На мгновение Алекс остолбенел с тостом в руке. Кто? Кто предал Дикки? Коридорный из «Реле» вне подозрений: за его молчание щедро заплатили. Другие могли лишь догадываться о том, что произошло. К тому же все впрямую зависели от Дикки… За исключением, может, Патрика; он сам в какой-то мере «звезда», студийная «акула», молод и богат, но все же мог видеть в Дикки соперника… Хотя Патрик такой приятный парень… А не сама ли девица? И вдруг мелькнула другая мысль: что, если, как это уже однажды случилось, газеты попали в руки Дикки?

Алекс бросился из номера, даже не закрыв дверь. Тихие, петляющие коридоры: ох уж эти старые гостиничные планировки… Он пошел не в ту сторону, оказался у лифтов, побежал обратно, словно черт гнался за ним по пятам. Натолкнулся на Сержа, который шел ему навстречу с видом мученика, вынужденного жить и, как всегда, страдать в гостинице высшего разряда.

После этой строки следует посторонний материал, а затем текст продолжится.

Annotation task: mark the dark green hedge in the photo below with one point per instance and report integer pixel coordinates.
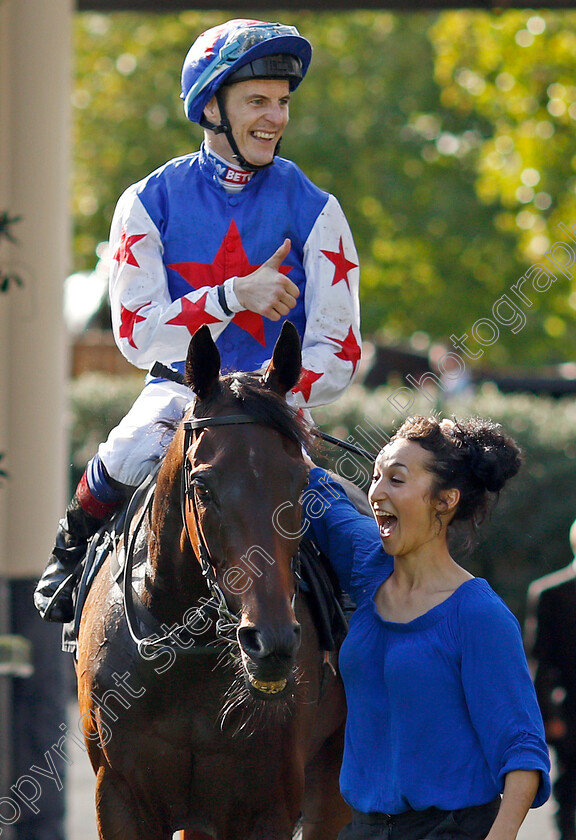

– Что с тобой, Алекс? Ты похож на…

Но Алекс не слышал конца фразы. Он целиком был поглощен охватившим его вдруг тревожным предчувствием. Свернул за угол. Вот и пролет, где живет Дикки. Увидев его дверь, Алекс сразу понял, что не ошибся. Из-под двери выглядывал угол сложенной газеты. Слава богу, успел. Алекс нагнулся, потянул за край газеты. Не поддается. Дверь открылась. На пороге, в халате и очень спокойный, стоял Дикки.

– Что ты здесь делаешь? Пришел показать мне газеты?

– Нет, – пробормотал Алекс, – я пришел обсудить с тобой одну вещь в связи с вечерним концертом…

– Ты пришел забрать газеты, которые кто-то любезно подсунул под дверь, да?

Дикки казался невозмутимым, но взгляд его был странен.